Schema drift in long-running systems. Models change. The same prompt against GPT-4o today versus GPT-4o-mini tomorrow versus whatever comes next produces structurally similar but semantically drifting output. If your recommendation_seeds.confidence values have quietly shifted range — 0.7 used to mean "fairly confident" and now means "just above random" — your downstream systems are wrong and you won't know it. Confidence calibration and output distribution monitoring are not optional in production.

The Bigger Picture

The multi-artifact output pattern is a specific instance of a broader shift: LLMs as infrastructure components, not user-facing features.

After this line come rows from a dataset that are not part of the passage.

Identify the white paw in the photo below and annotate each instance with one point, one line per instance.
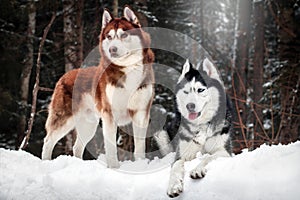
(198, 172)
(139, 156)
(175, 188)
(113, 163)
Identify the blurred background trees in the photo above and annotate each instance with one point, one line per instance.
(254, 43)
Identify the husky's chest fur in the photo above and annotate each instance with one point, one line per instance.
(126, 97)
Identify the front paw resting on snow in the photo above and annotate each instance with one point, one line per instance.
(113, 163)
(175, 187)
(198, 172)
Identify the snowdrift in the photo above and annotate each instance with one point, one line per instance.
(266, 173)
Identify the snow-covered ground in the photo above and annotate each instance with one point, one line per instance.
(266, 173)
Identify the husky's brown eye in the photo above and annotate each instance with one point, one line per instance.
(109, 37)
(124, 35)
(200, 90)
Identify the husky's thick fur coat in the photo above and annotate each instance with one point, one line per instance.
(119, 91)
(203, 121)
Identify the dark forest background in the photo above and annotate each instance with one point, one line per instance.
(254, 43)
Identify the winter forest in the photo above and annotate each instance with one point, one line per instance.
(255, 44)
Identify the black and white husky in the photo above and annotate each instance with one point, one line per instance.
(203, 122)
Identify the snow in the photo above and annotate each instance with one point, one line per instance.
(269, 172)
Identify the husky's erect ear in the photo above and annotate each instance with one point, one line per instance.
(210, 69)
(130, 16)
(106, 18)
(186, 67)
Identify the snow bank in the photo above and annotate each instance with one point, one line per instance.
(266, 173)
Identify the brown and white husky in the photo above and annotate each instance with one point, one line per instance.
(119, 91)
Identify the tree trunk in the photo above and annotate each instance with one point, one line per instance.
(240, 62)
(258, 64)
(73, 47)
(289, 53)
(25, 77)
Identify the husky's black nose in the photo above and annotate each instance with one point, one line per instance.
(113, 49)
(190, 107)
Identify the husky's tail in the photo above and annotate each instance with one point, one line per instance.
(163, 142)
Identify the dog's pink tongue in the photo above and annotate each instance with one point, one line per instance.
(193, 116)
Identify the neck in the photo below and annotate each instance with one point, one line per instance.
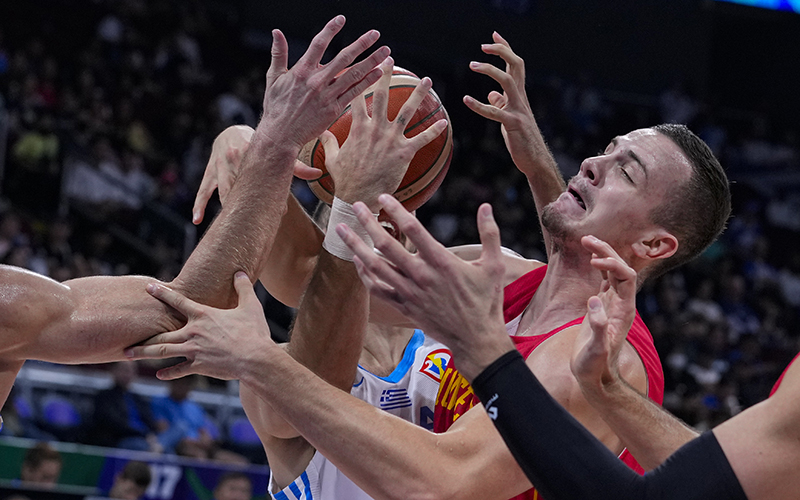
(384, 347)
(561, 297)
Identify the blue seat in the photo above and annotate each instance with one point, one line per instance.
(60, 413)
(241, 432)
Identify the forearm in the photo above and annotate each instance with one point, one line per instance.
(327, 334)
(649, 432)
(384, 455)
(536, 429)
(293, 255)
(246, 225)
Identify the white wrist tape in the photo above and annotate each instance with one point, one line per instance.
(342, 213)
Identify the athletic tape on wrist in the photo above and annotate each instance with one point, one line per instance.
(342, 213)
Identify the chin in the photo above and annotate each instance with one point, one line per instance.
(555, 222)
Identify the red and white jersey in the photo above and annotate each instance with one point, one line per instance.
(456, 396)
(409, 392)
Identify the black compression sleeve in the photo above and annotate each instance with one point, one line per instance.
(566, 462)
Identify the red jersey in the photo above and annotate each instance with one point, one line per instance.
(456, 396)
(774, 388)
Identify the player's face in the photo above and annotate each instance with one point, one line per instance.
(613, 195)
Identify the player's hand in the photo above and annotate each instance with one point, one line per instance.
(215, 342)
(301, 102)
(454, 301)
(223, 167)
(511, 108)
(609, 318)
(376, 154)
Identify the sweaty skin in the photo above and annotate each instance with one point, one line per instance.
(92, 320)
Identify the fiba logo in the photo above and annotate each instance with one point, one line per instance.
(435, 364)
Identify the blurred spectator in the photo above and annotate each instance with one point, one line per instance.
(41, 465)
(182, 423)
(131, 483)
(233, 486)
(123, 419)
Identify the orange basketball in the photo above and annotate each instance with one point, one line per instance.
(429, 165)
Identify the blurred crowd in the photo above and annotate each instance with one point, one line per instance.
(113, 120)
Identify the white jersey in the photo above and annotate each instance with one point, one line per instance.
(409, 393)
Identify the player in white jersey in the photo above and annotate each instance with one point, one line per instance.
(408, 392)
(394, 368)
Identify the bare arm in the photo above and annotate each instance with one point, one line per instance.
(650, 432)
(521, 133)
(298, 106)
(762, 443)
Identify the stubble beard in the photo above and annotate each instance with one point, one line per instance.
(554, 223)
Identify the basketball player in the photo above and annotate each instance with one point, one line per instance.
(753, 455)
(398, 369)
(92, 320)
(673, 196)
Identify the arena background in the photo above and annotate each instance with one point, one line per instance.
(108, 110)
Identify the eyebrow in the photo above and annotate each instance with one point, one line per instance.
(633, 156)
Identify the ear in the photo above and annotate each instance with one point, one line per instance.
(659, 244)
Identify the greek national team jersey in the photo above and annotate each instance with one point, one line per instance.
(409, 392)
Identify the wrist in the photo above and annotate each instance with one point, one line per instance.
(342, 213)
(274, 138)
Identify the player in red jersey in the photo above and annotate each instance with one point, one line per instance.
(753, 455)
(662, 182)
(92, 320)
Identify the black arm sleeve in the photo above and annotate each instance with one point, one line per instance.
(565, 462)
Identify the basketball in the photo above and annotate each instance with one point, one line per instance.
(429, 165)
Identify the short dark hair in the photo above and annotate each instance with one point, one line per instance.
(697, 211)
(39, 453)
(232, 476)
(138, 472)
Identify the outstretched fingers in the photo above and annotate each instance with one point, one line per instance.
(412, 103)
(489, 232)
(380, 96)
(411, 227)
(280, 57)
(319, 44)
(380, 274)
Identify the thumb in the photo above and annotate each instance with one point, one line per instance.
(331, 147)
(280, 57)
(489, 234)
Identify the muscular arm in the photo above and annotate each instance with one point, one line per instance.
(567, 463)
(651, 433)
(326, 338)
(763, 442)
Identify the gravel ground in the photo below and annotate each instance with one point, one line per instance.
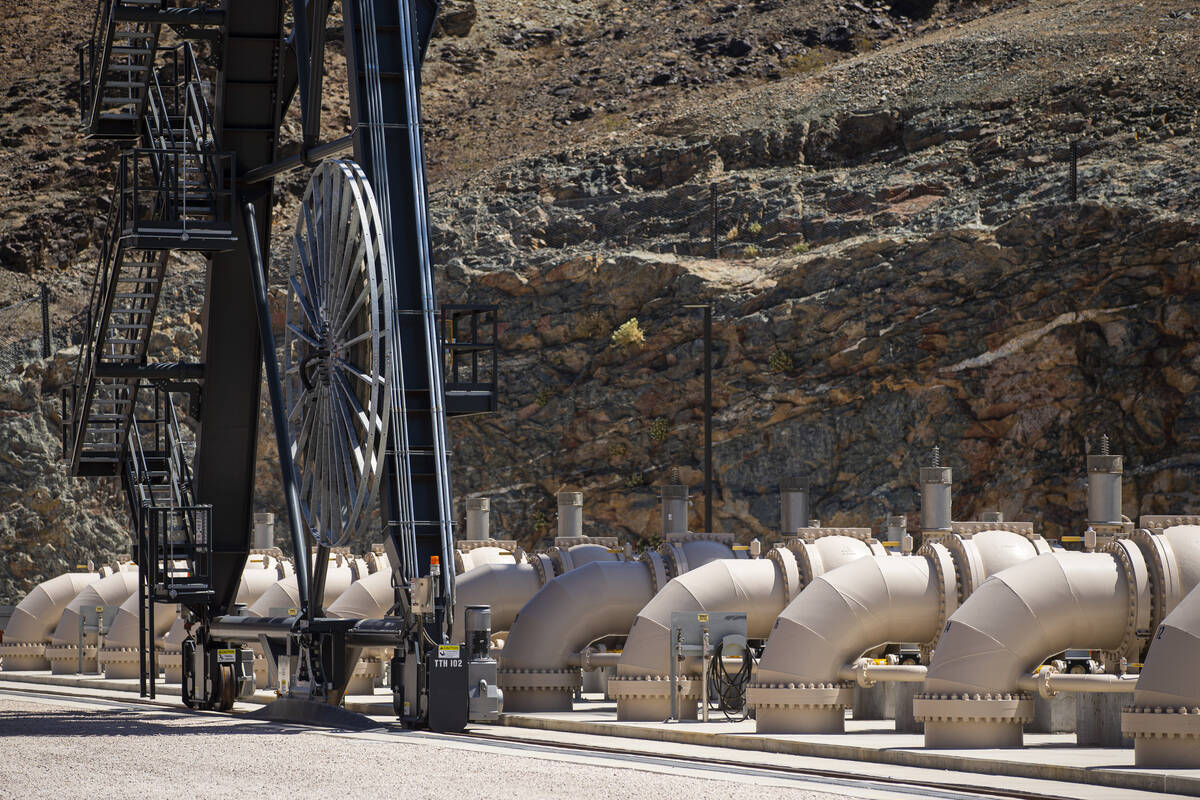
(66, 750)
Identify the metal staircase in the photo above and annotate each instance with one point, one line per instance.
(115, 68)
(175, 193)
(172, 531)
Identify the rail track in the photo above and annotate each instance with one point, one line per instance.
(701, 765)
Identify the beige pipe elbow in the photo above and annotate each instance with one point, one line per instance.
(64, 648)
(35, 618)
(119, 657)
(370, 597)
(1005, 630)
(837, 618)
(756, 587)
(1164, 719)
(504, 587)
(564, 617)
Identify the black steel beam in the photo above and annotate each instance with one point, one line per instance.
(279, 415)
(313, 155)
(204, 17)
(247, 119)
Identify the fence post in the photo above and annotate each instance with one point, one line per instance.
(712, 203)
(46, 322)
(1074, 170)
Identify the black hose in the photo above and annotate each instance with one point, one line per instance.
(727, 691)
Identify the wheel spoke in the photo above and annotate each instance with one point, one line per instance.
(339, 301)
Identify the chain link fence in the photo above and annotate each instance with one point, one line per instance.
(27, 332)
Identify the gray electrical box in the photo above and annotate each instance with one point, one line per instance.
(719, 624)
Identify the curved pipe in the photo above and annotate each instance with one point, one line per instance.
(119, 656)
(562, 619)
(64, 648)
(756, 587)
(1164, 719)
(863, 605)
(36, 617)
(837, 618)
(504, 587)
(370, 597)
(1005, 630)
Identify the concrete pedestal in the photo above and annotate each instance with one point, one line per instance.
(1098, 719)
(875, 703)
(1054, 715)
(901, 705)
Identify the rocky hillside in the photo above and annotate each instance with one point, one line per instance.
(875, 199)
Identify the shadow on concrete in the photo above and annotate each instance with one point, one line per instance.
(123, 723)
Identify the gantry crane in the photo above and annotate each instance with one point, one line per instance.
(197, 91)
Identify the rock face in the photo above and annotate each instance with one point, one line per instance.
(49, 521)
(1007, 344)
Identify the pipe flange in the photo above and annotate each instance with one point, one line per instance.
(544, 566)
(23, 648)
(658, 570)
(814, 534)
(1162, 522)
(571, 541)
(695, 536)
(785, 560)
(946, 577)
(1015, 708)
(1133, 564)
(675, 559)
(467, 545)
(653, 686)
(834, 695)
(1164, 573)
(1161, 722)
(967, 561)
(539, 679)
(808, 559)
(562, 559)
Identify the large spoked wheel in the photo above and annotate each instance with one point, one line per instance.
(336, 382)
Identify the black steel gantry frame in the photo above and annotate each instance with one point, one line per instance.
(256, 72)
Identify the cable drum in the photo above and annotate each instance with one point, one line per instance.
(336, 382)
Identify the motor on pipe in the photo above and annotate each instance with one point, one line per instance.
(760, 588)
(793, 504)
(1164, 716)
(538, 665)
(802, 686)
(1110, 601)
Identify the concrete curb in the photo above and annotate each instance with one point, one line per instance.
(1114, 777)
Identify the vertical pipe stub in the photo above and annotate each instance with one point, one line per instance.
(570, 515)
(264, 530)
(936, 491)
(793, 504)
(1104, 476)
(675, 505)
(479, 511)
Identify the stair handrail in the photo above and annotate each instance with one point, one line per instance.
(101, 20)
(94, 325)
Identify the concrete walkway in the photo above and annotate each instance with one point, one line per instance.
(1105, 773)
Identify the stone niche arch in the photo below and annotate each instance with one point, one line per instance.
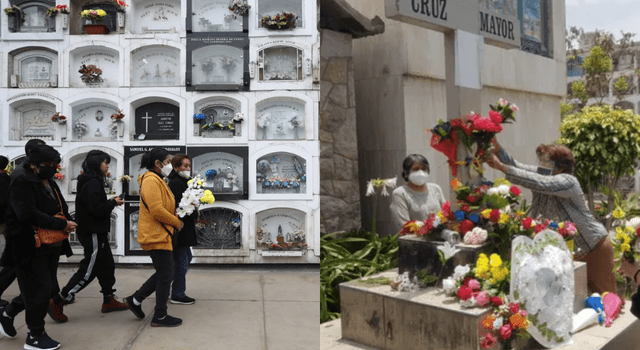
(33, 67)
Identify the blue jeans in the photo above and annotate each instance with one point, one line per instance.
(182, 257)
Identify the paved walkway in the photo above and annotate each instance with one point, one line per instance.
(237, 308)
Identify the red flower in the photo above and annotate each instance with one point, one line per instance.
(495, 215)
(526, 223)
(464, 293)
(514, 308)
(505, 332)
(496, 117)
(488, 341)
(465, 226)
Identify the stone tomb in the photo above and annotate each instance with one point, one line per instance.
(213, 16)
(224, 168)
(34, 68)
(155, 66)
(157, 17)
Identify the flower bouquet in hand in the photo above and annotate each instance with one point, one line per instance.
(194, 196)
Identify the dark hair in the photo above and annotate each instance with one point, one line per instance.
(93, 162)
(4, 161)
(32, 143)
(560, 155)
(41, 154)
(149, 159)
(410, 161)
(177, 160)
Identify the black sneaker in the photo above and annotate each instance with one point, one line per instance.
(166, 321)
(40, 342)
(184, 300)
(136, 309)
(6, 325)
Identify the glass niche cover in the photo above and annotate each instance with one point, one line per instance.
(281, 229)
(214, 16)
(223, 168)
(92, 122)
(281, 173)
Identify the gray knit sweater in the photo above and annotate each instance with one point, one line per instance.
(558, 198)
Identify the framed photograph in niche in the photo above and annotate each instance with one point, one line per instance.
(219, 228)
(280, 119)
(92, 122)
(131, 214)
(218, 118)
(133, 156)
(34, 68)
(281, 173)
(207, 16)
(224, 168)
(217, 63)
(281, 229)
(157, 121)
(158, 17)
(155, 66)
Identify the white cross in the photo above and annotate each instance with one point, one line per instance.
(147, 121)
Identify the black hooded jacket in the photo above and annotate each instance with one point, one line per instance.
(93, 209)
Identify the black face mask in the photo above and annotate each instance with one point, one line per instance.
(46, 172)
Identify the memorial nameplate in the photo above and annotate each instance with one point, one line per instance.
(155, 66)
(280, 120)
(280, 173)
(217, 63)
(219, 228)
(158, 17)
(281, 229)
(157, 121)
(224, 168)
(214, 16)
(133, 156)
(92, 122)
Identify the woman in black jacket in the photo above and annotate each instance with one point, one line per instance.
(93, 212)
(187, 236)
(34, 199)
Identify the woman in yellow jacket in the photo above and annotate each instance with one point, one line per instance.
(157, 225)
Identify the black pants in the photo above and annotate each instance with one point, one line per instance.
(159, 282)
(97, 262)
(36, 278)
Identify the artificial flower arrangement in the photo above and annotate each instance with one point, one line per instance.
(59, 118)
(283, 20)
(194, 196)
(90, 74)
(471, 129)
(94, 15)
(239, 8)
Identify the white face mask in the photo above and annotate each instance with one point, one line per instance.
(166, 170)
(419, 178)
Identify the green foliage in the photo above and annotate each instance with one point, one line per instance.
(349, 256)
(605, 143)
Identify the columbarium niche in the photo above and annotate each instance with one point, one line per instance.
(34, 68)
(94, 67)
(155, 66)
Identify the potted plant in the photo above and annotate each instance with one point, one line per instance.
(91, 17)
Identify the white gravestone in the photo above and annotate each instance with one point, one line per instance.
(542, 278)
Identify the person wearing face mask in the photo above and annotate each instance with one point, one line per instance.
(34, 200)
(157, 226)
(417, 199)
(187, 238)
(94, 224)
(557, 196)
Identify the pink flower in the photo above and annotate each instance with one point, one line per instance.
(482, 298)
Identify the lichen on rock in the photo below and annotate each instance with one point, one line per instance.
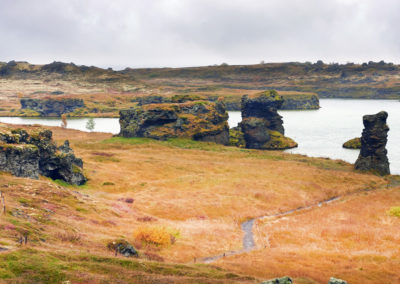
(354, 143)
(198, 120)
(261, 124)
(28, 154)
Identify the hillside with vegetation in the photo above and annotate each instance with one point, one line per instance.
(105, 91)
(179, 202)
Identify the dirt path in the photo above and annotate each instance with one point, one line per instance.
(248, 243)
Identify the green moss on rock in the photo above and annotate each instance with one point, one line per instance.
(198, 120)
(354, 143)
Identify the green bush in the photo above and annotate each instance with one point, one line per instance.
(394, 211)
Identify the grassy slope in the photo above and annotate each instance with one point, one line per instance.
(106, 92)
(201, 192)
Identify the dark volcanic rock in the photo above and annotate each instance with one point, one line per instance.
(52, 107)
(198, 120)
(20, 160)
(373, 154)
(264, 106)
(26, 154)
(262, 126)
(283, 280)
(123, 247)
(354, 143)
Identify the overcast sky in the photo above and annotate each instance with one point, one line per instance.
(160, 33)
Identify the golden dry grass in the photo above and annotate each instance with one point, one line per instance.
(202, 192)
(354, 239)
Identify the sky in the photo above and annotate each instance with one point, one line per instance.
(178, 33)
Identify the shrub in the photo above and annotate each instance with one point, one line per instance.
(394, 211)
(153, 235)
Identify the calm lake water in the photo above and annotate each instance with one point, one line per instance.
(319, 133)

When LLMs were chat interfaces, one-output-per-call made sense. The output was the product. When LLMs become the reasoning layer in a larger system — personalisation, search, recommendations, notifications — the output is an internal message. And internal messages in distributed systems are typed, versioned, and explicitly contracted.

💡 Insight

The companies that will build durable AI systems are the ones that treat LLM output with the same engineering rigour they'd apply to a Kafka message schema or a gRPC proto definition. The ones that treat it as a string to be parsed with ad hoc logic are building systems that will become unmaintainable the moment the model version increments.

This also has implications for how you think about context. Every token of input context is an investment that should generate a return. A multi-artifact output maximises that return: the same user context generates structured parameters for search, seeds for recommendations, triggers for notifications, and prose for debugging. Single-artifact output leaves that context value on the table, then reinvests the same context on the next call.

[OpenAI 2024] [Anthropic 2024] [Lundberg, S. M. & Lee, S. 2017] [Kleppmann, M. 2017] [Martin, R. C. 2018]

Bottom Line

Design your LLM output schema before you write your prompt. Not after. Not as an afterthought when the second consumer appears and you realise you need to parse the narrative for data that should have been in a structured field all along.

The multi-artifact output pattern is a forcing function for that discipline. When you commit to serving multiple consumers from one call, you have to decide upfront what each consumer needs, what the contract is, how it will be versioned. That's not extra work. That's the work you were going to do eventually, done before the technical debt compounds.

The signal field is the part you should steal immediately, even if you adopt nothing else here. Attach a human-readable explanation to every AI decision at the moment it's made. Your future self, debugging a production incident at 2am, will be unable to express adequate gratitude.

One call. Multiple consumers. Schema version in the envelope. Signal on every recommendation. That's the pattern. Everything else is implementation detail.